Gap Between Prime and Subprime Foreclosures Narrowing
The foreclosure crisis, which hit the subprime industry at the beginning of 2006, has now crossed-over to the prime mortgages. As the non-profit alliance HOPE NOW reported that for the month of July, about 105,000 of the 197,000 foreclosure filings originated from prime mortgages.
On the other hand, data on completed foreclosure sale transactions showed that the numbers are still higher for the subprime properties, but the gap is rapidly narrowing.
Although it is more likely that subprime borrowers lose their homes to foreclosure, the current situation in the housing industry is just showing how widespread the foreclosure problem really is.
Of course, this is expected considering that more and more homeowners are having trouble with their mortgage payments because of the rise in fuel prices as well as generally weak economic condition of the country.
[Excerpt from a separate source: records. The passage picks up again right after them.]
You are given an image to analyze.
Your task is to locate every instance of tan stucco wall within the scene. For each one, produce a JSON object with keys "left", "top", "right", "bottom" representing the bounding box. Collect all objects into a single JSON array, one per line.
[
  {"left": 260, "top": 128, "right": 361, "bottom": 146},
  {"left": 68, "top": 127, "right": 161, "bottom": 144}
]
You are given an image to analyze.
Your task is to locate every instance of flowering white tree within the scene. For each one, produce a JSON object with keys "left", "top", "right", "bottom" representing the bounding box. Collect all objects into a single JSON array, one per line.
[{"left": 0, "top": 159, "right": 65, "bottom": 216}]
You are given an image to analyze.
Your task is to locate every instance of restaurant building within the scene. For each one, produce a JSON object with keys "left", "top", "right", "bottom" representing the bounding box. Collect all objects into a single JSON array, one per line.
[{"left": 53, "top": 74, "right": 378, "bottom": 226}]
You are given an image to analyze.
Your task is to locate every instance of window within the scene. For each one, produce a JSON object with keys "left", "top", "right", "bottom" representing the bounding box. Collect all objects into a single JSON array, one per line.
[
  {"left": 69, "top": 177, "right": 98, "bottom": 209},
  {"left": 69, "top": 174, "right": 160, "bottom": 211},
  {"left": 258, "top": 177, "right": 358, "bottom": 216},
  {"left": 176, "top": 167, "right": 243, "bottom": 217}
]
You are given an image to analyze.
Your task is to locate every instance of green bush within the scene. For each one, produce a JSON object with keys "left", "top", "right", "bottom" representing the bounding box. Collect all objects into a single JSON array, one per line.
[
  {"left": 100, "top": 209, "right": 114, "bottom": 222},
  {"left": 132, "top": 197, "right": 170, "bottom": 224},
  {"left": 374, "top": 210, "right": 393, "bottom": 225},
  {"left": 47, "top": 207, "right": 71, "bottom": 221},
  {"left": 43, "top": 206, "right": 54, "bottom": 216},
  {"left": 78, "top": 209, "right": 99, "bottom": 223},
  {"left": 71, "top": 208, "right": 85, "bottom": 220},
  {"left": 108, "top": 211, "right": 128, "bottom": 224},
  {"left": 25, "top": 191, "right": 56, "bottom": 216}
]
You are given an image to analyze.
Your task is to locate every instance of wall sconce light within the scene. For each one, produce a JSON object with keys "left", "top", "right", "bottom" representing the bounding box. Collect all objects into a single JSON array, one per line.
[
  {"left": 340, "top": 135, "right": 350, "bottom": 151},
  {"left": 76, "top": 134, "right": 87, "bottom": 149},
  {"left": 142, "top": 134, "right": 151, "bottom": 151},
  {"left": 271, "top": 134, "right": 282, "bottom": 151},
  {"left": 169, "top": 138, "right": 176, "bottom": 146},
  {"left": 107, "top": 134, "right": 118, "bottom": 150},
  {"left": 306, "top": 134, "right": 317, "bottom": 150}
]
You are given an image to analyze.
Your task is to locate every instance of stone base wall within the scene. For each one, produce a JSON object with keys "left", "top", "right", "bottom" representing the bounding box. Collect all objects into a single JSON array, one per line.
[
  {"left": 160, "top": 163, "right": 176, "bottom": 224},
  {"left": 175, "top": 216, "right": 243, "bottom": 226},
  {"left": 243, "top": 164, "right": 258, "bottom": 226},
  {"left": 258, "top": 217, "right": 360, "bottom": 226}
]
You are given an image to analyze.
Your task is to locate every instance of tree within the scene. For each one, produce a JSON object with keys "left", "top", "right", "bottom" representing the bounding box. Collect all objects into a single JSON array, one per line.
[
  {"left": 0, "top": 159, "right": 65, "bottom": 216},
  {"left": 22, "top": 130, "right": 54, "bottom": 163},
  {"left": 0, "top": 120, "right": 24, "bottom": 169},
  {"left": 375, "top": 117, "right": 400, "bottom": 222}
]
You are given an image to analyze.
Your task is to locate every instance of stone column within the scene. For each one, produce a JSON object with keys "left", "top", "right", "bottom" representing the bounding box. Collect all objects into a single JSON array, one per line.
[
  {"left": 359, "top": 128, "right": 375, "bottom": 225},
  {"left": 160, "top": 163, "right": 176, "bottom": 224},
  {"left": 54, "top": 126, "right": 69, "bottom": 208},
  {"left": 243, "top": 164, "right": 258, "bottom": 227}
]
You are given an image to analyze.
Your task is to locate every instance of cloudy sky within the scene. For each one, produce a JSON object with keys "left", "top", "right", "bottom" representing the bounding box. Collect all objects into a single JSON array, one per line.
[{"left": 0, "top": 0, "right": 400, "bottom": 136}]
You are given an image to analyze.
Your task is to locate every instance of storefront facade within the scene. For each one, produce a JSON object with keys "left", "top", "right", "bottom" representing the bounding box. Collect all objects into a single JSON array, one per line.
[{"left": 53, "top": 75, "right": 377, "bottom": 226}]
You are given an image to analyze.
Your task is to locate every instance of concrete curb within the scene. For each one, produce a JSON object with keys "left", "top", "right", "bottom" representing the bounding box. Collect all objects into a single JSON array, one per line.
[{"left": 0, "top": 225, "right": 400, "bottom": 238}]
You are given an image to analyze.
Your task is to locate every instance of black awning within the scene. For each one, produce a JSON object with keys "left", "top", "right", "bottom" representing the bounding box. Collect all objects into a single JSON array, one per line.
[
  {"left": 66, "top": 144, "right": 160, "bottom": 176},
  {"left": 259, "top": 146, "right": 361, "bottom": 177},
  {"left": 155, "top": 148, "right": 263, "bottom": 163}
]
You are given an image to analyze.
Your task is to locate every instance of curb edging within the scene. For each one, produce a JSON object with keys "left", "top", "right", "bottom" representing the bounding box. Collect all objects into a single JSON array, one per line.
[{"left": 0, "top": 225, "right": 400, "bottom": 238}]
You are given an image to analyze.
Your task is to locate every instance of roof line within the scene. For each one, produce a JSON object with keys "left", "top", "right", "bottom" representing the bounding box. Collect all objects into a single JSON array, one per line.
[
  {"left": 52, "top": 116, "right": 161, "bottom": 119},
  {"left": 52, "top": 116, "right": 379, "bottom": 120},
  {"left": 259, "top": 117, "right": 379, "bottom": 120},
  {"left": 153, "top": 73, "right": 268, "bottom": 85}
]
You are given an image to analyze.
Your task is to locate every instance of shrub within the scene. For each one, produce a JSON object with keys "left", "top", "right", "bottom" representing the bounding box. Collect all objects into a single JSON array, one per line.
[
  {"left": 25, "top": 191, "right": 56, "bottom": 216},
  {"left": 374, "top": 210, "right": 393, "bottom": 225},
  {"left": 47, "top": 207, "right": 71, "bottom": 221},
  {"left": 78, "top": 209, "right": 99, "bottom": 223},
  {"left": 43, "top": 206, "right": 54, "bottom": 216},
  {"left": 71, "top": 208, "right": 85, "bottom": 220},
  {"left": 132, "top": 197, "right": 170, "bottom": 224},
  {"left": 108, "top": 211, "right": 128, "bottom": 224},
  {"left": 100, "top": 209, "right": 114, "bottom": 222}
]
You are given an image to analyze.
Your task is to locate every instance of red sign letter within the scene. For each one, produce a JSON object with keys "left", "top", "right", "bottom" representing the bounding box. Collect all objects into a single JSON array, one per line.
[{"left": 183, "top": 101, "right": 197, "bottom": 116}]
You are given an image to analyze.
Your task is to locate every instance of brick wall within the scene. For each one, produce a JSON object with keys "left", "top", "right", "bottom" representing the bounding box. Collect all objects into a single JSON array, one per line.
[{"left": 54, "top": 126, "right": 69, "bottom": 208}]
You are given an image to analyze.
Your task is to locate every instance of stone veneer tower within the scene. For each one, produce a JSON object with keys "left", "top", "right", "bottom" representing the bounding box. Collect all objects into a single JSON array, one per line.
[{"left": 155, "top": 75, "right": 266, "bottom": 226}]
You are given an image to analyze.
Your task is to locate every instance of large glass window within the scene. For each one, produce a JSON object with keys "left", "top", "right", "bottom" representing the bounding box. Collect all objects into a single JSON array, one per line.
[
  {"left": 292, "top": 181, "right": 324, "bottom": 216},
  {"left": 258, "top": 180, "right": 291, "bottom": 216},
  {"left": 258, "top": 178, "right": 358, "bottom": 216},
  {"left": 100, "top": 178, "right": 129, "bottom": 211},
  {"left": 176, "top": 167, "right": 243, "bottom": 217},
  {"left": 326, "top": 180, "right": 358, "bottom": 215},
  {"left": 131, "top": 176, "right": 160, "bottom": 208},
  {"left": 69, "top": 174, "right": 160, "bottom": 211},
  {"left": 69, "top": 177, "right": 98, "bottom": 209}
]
To make matters worse, the large inventories of homes for sale have already driven home prices down, resulting to homeowners losing much of the equity they have on their homes.
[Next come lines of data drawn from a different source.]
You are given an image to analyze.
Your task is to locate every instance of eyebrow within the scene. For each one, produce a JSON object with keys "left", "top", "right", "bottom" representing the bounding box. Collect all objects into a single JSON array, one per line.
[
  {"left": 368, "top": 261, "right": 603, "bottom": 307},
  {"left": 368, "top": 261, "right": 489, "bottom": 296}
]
For these reasons, many troubled homeowners are trapped between paying a mortgage due they can no longer afford and selling their homes at an amount that is less than what they owe the banks.
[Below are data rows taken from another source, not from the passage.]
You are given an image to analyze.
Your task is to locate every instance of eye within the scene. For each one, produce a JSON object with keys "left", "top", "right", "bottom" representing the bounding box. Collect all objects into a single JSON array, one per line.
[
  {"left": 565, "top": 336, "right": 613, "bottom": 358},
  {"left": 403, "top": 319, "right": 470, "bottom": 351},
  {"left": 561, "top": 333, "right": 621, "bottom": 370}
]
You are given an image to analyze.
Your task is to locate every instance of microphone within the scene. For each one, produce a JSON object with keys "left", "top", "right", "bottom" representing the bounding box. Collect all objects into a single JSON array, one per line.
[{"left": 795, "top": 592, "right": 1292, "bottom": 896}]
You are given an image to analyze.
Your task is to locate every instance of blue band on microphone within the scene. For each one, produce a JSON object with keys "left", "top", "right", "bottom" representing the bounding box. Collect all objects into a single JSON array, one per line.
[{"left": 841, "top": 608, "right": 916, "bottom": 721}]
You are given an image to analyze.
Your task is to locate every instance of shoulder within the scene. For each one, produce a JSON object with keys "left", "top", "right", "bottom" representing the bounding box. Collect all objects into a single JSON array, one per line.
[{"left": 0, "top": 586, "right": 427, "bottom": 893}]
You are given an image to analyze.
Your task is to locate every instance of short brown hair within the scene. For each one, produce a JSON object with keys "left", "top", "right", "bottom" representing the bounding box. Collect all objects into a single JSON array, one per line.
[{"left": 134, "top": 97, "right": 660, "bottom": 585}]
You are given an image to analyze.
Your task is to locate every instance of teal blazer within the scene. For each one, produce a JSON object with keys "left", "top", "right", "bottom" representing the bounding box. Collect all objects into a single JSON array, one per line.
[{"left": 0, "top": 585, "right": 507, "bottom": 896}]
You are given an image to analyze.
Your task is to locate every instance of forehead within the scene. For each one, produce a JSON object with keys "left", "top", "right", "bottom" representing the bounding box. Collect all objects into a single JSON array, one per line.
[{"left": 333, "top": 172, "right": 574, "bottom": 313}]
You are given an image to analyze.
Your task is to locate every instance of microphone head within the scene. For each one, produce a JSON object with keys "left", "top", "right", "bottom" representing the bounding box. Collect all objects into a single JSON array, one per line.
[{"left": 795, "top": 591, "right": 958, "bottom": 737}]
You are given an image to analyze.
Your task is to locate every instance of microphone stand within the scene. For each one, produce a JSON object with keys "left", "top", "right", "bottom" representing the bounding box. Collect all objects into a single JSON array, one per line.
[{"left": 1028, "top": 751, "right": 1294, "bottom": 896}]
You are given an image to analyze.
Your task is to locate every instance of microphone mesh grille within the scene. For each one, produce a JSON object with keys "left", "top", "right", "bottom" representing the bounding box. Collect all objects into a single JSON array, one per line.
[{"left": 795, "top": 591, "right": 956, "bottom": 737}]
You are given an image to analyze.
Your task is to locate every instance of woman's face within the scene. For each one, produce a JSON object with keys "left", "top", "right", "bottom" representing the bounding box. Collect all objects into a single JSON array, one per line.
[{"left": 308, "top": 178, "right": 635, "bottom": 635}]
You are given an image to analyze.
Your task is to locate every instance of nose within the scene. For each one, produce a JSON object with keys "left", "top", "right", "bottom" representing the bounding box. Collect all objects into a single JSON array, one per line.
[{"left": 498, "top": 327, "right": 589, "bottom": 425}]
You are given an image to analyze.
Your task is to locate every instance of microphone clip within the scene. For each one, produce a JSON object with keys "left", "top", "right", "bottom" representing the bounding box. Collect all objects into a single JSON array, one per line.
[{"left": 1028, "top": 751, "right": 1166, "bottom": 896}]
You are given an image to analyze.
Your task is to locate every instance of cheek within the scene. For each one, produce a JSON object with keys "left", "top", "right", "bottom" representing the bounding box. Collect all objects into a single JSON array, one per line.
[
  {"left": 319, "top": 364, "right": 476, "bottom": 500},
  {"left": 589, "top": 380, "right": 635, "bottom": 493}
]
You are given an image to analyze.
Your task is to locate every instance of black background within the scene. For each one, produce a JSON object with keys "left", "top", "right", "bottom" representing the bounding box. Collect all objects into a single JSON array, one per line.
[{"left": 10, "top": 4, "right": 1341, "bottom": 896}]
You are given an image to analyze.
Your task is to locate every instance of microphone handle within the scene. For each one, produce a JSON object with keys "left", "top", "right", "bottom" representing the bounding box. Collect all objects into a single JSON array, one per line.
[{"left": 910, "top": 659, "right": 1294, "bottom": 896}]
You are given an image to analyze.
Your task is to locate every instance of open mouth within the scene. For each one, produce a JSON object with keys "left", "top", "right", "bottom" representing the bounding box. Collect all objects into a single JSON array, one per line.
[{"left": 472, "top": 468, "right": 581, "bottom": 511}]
Last year, HOPE NOW started tracking the ratio of distressed homeowners who avoided foreclosures versus foreclosure sales. It started with 3-0 and now it is at 2-1. Another sign that the crisis may still be around for a long time.
Subprime mortgages are mortgages taken out by borrowers with less than perfect credit records. Because of the practice of predatory lending, many of these borrowers got approved for loans that they really could not afford. Plus, most of the mortgages belonged under the hybrid type that involved incentives such as no down payment, interest only payment and the very popular, adjustable rate mortgages.